On that note: I've been (slowly) reading Knowledge Representation: Logical, Philosophical, and Computational Foundations by John F. Sowa, and it's interesting. I've been thinking more about who the contemporary philosophers of our time are: less so the ethicists, but perhaps the logicians, those who come up with these structures of thought and reasoning and how they work. For example, I found this view of the lattice representations for concepts to be incredibly elegant.

Diagram from John F. Sowa's post on "Top-Level Categories."

Should we be trying to concretize the construction of bigger ideas that rest on these "new paradigms?" Indeed, I've increasingly seen that "learning" moments of awe, and maybe even moments of breakthrough have been the product of recognizing these analogies. I did a tutoring session for a high school student who was taking calculus, and what felt really satisfying for me to do, and was hopefully helpful for her, was recalling these concepts that she'd learned earlier in high school and middle school: for example, the transformations of polynomials and trying to make sense of things like the composition of functions or continuity.

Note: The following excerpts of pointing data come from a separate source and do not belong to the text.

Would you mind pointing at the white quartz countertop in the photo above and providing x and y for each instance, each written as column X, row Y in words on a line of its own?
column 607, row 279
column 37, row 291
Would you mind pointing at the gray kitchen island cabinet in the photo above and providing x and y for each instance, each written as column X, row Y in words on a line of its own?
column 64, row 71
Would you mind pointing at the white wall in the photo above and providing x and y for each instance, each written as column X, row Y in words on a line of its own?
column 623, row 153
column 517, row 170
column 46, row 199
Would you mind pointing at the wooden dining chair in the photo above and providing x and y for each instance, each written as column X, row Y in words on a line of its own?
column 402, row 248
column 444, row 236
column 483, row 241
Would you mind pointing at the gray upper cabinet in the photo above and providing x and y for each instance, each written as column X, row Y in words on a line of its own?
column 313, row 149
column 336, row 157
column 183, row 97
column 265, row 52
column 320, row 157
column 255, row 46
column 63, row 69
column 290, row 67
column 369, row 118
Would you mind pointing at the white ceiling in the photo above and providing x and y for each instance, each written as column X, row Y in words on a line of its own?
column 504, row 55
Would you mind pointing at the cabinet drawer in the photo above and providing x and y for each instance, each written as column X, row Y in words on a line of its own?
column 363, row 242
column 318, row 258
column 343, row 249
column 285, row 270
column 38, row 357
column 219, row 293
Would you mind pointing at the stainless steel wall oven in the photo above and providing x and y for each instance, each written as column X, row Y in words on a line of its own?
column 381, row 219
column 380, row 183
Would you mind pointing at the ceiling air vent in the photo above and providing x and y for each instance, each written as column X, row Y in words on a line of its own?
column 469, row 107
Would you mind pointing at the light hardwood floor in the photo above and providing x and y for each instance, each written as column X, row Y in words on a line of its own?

I remember taking the boilerplate formulas for the former very much for granted because they were introduced in isolation, but because it's something she recalled and was confident in—work she'd seen time and time again—I hopefully could build intuition for her current work while contextualizing the work from the past. That was really great, and her second test ended up going well! On a side note, it was really fun and cool to tutor again, especially for calculus, and I really enjoy teaching: I have ways to improve, but I seek out opportunities to do it more. Lastly, I mention the "combinatorial model of invention" pretty often, but insofar as innovations are building new LEGO constructions with blocks that fit—brick-by-brick—then getting these new shapes or knowing that certain base combinations work to make these nice shapes is really valuable and helps you make more interesting things. That's how I feel about this line of work. Perhaps there's a philosophy (of math) arc that I'm yet to explore. Exciting stuff! I had the pleasure of speaking with Julia Haas when I was in high school, which gave me some insight into what philosophy at a large AI lab looks like: she focuses more on consciousness and, of course, ethics, but I'm curious to see if there are logicians and the like: there seems to be many cool areas of work.